Romanian Senator Diana Sosoaca
Romanian Senator Diana Sosoaca

Through this vile attack on me, Ukraine proves its character as an abusive and fascist state. Through this threat that Ukraine makes to me, I become in solidarity with the Romanian minority in Ukraine, which Kyiv treats as a threat to the Ukrainian state, which is why it is systematically and programmatically abolished in the process of ethnic cleansing and forced Ukrainization reminiscent of Nazi Germany.
How can Ukraine afford to threaten a senator of the Romanian state for a legislative proposal? Since when does Ukraine decide what happens in the Romanian Parliament? Is Romania a state occupied by Ukraine, and we didn’t find out? Ukraine is indeed the occupier of some Romanian territories that I am fighting to return to the motherland’s bosom, but when does Kyiv have the right to veto Romania’s politics?
This threat to Ukraine shows this state’s intention to eliminate those who oppose Kyiv’s Nazi policies physically. By the statement of the Ukrainian MFA, it is clear that we have become the number one target of Ukrainian criminals. But this only confirms the justice of my legislative proposal to return the territories abusively owned by Ukraine to Romania!

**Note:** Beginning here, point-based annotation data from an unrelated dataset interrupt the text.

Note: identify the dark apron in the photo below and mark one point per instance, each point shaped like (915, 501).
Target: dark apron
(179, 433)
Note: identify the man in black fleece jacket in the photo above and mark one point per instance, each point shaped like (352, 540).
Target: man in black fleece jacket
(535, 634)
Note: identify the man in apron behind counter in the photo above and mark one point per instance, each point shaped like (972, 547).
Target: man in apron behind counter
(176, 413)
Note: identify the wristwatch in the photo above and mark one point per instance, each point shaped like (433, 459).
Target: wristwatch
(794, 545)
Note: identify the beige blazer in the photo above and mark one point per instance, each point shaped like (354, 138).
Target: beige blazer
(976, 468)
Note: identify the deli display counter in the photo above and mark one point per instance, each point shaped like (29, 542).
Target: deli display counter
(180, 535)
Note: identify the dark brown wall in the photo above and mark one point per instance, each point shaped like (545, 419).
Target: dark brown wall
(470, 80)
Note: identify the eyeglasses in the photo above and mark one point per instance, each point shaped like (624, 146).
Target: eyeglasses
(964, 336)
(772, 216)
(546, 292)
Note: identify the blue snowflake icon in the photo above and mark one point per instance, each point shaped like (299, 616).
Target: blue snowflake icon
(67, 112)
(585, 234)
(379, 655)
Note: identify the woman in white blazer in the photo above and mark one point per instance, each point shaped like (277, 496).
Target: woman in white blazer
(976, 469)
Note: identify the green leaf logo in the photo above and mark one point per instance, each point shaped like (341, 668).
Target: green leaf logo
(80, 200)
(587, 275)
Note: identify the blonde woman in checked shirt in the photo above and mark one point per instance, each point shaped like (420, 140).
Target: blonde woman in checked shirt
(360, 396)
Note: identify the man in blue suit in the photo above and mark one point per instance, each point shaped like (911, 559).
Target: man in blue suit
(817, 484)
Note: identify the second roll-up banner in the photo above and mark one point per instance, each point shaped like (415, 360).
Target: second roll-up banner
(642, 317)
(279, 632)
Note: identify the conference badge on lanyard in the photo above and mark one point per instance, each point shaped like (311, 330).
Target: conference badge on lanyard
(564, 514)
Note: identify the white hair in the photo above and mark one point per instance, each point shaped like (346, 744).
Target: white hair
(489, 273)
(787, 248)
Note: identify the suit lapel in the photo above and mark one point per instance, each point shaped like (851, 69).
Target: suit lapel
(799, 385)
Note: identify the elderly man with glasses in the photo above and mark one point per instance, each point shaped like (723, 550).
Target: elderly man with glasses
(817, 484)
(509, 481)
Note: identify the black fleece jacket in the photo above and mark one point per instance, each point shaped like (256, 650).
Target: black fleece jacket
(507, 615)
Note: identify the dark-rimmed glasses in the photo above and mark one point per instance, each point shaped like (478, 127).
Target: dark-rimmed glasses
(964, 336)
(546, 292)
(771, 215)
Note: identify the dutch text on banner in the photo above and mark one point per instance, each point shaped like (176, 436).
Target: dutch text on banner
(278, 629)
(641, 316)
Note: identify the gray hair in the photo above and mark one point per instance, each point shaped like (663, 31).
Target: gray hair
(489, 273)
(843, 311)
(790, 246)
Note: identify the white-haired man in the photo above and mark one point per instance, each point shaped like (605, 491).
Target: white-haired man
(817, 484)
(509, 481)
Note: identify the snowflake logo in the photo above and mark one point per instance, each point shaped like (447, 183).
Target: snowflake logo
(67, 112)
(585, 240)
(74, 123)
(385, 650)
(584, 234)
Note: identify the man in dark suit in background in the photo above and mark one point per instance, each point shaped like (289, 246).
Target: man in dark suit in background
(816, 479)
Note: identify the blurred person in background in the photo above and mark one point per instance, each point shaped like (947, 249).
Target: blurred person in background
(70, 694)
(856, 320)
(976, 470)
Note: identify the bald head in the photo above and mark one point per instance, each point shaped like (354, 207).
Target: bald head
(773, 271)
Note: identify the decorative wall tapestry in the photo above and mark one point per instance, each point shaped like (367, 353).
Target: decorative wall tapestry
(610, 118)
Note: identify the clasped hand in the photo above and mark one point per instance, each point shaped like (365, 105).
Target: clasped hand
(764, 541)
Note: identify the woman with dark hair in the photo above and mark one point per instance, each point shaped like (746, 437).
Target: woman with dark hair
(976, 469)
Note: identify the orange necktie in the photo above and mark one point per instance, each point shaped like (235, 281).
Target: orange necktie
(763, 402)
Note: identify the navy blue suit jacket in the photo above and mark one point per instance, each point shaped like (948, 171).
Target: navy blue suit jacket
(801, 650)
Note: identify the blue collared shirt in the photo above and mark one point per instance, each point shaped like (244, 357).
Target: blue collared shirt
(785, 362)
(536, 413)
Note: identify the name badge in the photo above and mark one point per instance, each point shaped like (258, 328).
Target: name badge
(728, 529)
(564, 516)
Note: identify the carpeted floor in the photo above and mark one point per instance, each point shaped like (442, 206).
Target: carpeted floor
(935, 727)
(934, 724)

Romanian Senator Diana Sosoaca on the announcement of her sanctioning by Ukraine

Also, Diana Sosoaca reminded the Ukrainian officials about a resolution of the United States issued in 1991, adopted by the American Senate, which supports the people’s right to self-determination in the Republic of Moldova and Northern Bukovina.

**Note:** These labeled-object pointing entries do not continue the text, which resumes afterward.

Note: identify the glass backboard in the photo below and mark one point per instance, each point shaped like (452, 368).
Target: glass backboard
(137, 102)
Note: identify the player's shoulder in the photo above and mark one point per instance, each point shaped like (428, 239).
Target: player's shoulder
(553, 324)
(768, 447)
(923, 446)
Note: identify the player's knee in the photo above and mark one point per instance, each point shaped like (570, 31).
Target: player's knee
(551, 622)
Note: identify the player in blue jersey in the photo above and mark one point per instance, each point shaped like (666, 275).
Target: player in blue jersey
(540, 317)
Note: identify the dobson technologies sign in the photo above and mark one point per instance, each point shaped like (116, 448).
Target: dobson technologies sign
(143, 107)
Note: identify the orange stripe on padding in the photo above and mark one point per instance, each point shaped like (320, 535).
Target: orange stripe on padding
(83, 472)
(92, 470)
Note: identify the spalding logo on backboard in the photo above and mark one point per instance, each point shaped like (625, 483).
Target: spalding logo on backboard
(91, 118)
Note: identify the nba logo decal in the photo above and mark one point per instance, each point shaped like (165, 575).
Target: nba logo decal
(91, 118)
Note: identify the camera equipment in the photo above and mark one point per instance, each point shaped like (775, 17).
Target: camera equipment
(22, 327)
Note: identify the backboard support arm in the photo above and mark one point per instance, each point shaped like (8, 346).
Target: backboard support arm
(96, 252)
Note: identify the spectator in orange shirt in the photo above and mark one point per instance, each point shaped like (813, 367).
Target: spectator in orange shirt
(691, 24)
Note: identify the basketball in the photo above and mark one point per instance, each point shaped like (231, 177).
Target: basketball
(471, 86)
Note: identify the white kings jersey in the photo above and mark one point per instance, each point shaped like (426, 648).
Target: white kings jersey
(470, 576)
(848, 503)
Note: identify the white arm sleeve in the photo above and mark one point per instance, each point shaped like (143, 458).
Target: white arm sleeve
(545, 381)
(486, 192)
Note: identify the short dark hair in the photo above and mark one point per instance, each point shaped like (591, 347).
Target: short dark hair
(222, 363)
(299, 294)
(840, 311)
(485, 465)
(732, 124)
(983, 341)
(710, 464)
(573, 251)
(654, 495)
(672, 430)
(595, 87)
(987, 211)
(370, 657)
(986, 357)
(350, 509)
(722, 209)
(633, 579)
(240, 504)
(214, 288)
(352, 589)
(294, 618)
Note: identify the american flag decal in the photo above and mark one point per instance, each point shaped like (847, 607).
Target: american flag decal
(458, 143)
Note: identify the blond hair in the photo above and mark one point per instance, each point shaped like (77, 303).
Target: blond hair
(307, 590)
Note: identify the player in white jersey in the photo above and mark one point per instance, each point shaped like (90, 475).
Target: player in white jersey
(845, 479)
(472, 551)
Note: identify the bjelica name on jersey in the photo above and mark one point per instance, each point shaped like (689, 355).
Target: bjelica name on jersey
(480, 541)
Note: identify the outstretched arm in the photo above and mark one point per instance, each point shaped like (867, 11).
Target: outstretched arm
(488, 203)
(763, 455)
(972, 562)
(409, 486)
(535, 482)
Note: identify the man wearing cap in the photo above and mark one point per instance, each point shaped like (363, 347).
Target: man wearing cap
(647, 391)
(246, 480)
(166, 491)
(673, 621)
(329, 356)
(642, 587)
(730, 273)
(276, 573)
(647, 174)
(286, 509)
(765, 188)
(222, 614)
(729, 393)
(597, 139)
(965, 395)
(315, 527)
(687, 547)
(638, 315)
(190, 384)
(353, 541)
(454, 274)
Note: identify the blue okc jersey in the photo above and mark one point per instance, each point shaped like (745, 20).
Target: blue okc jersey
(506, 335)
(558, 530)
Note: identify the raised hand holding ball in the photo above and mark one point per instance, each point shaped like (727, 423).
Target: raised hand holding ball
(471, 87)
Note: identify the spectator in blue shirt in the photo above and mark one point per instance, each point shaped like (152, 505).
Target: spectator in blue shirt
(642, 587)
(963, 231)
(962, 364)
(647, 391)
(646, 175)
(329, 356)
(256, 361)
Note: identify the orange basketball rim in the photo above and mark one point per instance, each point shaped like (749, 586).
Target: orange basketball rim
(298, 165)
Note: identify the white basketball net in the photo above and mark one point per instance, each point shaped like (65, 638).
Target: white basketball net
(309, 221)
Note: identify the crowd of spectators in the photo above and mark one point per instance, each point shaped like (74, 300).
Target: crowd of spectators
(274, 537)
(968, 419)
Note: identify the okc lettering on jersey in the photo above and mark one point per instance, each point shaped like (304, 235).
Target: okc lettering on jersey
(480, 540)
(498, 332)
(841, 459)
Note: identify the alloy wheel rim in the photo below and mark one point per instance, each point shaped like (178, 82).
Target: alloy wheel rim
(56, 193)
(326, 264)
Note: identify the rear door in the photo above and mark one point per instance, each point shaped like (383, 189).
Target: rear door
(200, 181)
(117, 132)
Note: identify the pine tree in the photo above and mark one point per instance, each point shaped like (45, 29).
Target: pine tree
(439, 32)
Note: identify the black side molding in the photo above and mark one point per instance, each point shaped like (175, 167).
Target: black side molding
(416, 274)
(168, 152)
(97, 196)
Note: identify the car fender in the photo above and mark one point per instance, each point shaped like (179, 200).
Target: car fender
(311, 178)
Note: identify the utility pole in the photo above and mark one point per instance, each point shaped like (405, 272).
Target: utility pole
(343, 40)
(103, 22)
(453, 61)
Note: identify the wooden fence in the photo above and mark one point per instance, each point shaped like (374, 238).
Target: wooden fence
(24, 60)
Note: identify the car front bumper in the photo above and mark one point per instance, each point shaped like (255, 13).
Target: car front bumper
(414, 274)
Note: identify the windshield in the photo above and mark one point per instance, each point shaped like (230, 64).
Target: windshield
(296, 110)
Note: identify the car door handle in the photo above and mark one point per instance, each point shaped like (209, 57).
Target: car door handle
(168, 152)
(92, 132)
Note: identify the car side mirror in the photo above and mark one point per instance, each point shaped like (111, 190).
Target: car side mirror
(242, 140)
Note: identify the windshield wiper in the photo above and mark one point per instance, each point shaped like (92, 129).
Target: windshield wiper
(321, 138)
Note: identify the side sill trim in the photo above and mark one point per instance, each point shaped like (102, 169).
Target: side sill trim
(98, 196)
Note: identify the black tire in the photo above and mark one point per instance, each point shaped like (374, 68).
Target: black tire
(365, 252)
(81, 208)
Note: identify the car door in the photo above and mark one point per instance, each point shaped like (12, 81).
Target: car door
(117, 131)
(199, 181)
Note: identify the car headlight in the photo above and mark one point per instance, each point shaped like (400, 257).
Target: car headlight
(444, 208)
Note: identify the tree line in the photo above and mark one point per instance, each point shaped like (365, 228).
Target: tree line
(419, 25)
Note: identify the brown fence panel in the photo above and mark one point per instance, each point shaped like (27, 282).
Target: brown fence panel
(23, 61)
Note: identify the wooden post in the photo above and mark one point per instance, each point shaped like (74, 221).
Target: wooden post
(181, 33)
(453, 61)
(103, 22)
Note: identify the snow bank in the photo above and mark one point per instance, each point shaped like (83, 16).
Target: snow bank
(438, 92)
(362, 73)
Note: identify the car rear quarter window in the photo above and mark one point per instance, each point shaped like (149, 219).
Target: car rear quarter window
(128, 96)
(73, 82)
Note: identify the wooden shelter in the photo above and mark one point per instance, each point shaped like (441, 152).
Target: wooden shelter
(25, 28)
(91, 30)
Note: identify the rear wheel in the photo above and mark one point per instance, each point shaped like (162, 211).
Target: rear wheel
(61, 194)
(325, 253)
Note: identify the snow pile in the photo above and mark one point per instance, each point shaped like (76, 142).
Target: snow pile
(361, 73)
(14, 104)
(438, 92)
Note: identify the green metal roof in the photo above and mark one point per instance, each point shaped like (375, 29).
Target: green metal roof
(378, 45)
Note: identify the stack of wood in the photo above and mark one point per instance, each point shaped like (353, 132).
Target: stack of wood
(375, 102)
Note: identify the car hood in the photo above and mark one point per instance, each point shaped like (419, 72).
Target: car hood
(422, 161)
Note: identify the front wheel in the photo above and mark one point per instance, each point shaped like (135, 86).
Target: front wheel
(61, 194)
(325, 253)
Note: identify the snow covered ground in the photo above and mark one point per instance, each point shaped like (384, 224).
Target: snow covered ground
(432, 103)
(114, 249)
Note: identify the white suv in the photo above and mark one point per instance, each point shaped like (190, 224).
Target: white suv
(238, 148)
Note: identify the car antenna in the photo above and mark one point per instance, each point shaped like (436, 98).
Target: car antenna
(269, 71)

I also remind the Ukrainian MFA that my legislative provision is based on US Senate Resolution no. 148, of June 11, 1991, adopted by the American Senate, which clearly states “the conviction of the Senate that the United States must support the right to self-determination of the people of the Republic of Moldova and Northern Bucovina”. Is the US Senate also a threat to Ukraine’s national security? Also, my legislative proposal is based on the Declaration adopted on November 28, 1991, by the Parliament of Romania regarding the Referendum in Ukraine and published in the Official Gazette of Romania, which states that the referendum in Ukraine of December 1, 1991, “cannot be valid concerning the territories Romanian territories abusively annexed by the former U.S.S.R., territories that never belonged to Ukraine and belong to Romania by right”. So, is the Romanian Parliament a threat to Ukraine’s national security?

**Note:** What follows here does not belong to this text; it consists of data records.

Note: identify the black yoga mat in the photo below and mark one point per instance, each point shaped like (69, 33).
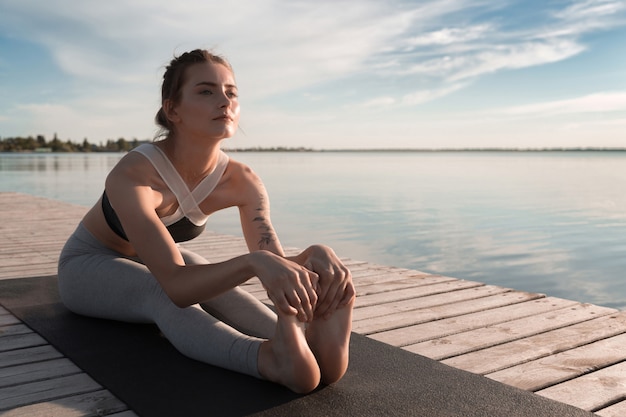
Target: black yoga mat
(152, 378)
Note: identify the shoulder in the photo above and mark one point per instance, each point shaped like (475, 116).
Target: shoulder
(133, 168)
(241, 174)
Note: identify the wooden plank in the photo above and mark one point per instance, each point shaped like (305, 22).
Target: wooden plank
(52, 389)
(413, 292)
(30, 372)
(98, 403)
(592, 391)
(552, 368)
(538, 323)
(377, 319)
(615, 410)
(534, 332)
(440, 328)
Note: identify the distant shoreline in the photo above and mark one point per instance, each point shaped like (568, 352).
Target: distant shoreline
(384, 150)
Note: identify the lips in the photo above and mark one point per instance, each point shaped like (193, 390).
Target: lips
(225, 118)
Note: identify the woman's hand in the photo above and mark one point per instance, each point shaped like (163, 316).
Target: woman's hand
(335, 288)
(291, 287)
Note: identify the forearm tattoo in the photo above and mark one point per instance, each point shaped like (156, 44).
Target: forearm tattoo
(267, 235)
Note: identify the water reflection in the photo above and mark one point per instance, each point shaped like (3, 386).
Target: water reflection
(543, 222)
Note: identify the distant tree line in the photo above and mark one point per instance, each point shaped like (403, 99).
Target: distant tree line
(40, 144)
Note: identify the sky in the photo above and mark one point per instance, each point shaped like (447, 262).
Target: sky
(327, 74)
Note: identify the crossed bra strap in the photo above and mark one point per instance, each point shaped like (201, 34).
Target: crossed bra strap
(187, 200)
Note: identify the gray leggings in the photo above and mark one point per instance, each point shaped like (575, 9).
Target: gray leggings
(225, 331)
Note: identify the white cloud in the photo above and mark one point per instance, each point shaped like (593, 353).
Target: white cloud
(590, 9)
(448, 36)
(592, 103)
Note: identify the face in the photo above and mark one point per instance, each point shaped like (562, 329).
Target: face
(209, 105)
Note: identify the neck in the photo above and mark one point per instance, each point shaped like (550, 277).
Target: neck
(192, 160)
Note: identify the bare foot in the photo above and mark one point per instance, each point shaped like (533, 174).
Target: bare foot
(329, 340)
(287, 358)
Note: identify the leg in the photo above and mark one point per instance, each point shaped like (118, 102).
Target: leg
(96, 282)
(330, 342)
(237, 307)
(287, 358)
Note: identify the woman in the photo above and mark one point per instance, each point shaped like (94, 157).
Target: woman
(122, 262)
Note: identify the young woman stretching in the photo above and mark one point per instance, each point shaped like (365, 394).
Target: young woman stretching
(123, 263)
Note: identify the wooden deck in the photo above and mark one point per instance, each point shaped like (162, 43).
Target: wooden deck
(564, 350)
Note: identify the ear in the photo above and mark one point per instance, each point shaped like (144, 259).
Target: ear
(170, 111)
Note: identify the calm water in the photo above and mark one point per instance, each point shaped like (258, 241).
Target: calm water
(550, 222)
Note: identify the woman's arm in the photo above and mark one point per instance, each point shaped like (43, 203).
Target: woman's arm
(135, 201)
(334, 288)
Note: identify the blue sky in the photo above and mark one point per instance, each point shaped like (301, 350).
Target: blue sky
(327, 73)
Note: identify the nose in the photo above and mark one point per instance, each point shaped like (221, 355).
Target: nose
(225, 101)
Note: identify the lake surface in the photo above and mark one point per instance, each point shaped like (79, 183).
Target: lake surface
(549, 222)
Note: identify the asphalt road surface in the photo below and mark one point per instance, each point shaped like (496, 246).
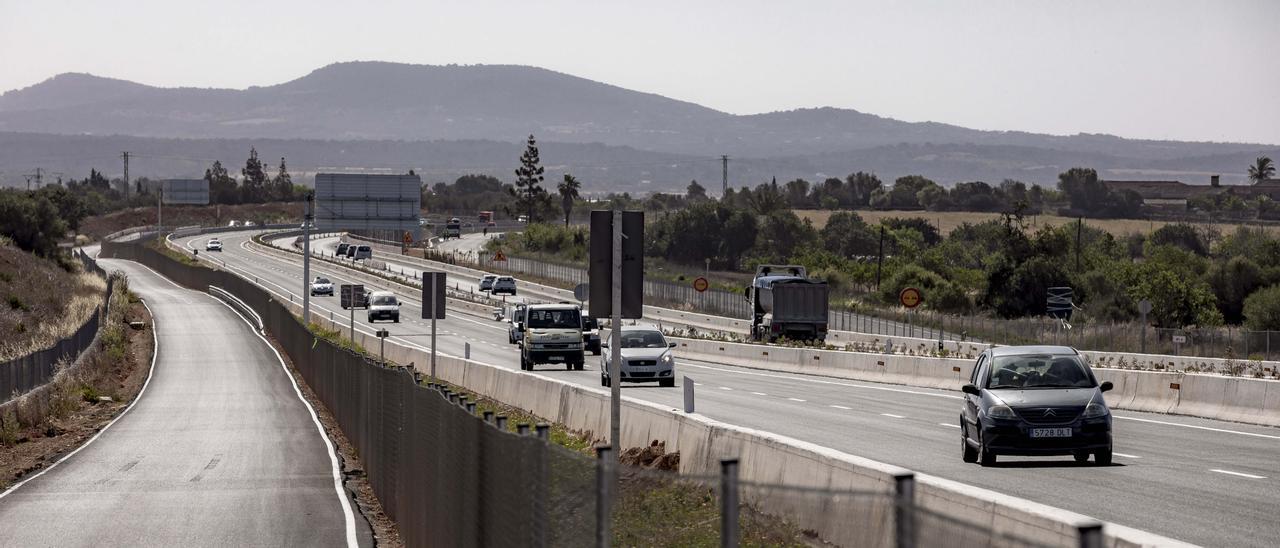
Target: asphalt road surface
(1198, 480)
(219, 450)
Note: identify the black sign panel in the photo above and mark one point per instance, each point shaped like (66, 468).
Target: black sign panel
(602, 264)
(433, 295)
(352, 296)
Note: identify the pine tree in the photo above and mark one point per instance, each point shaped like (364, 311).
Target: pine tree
(529, 178)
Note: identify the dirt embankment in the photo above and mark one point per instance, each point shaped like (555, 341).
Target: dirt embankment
(44, 424)
(220, 215)
(41, 300)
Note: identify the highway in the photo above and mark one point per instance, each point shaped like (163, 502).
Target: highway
(1198, 480)
(219, 450)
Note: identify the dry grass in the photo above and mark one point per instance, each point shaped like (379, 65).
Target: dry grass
(949, 220)
(41, 301)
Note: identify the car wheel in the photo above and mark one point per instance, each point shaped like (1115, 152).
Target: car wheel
(986, 456)
(1102, 457)
(967, 452)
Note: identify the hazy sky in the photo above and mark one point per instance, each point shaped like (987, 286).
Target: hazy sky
(1205, 71)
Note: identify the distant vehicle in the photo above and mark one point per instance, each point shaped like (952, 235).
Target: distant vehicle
(383, 305)
(786, 302)
(504, 284)
(592, 336)
(1034, 400)
(452, 229)
(321, 286)
(647, 357)
(516, 330)
(553, 334)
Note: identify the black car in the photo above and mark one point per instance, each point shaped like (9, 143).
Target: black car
(1034, 400)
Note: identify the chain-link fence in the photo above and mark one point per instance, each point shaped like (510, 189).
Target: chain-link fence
(449, 478)
(24, 373)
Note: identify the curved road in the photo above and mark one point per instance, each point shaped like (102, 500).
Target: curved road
(218, 450)
(1193, 479)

Diana Sosoaca Romanian Senator

There is no official position of the Romanian Ministry of Foreign Affairs regarding the intention of sanctioning a Romanian Senator for initiating a law.

As mentioned in our previous post, the law has close to zero chances of being adopted in Parliament. Yet, all this is a diplomacy lesson for all the novices, and in our opinion, no reaction from the Ukrainian MFA would have been the proper way to handle a law initiative of this sort. Now, as the Ukrainian officials reacted, the initiative got a new dimension, and things could escalate beyond initial expectations.

Also, the Ukrainian official makes a tiny mistake in his message. When naming the Romanian politician “a marginal one”, Nikolenko contradicts the measures announced. If the politician is marginal, you don’t sanction her. You don’t even pay attention to what she initiates. Or, if you sanction her, she’s not as marginal as you intend the public to think. Either way, Ukraine’s announcement offers her a significant position, and the Romanian politician will use this conflict as a new opportunity to promote herself and her ideas. Who wins?

The tensions between Romania and Ukraine are growing following the Bystroye Canal scandal, especially after Ukraine refused the Romanian ships to enter its territory to measure the extension of the dredging works conducted without the knowledge of the Romanian public. This new incident is only putting gas on the fire.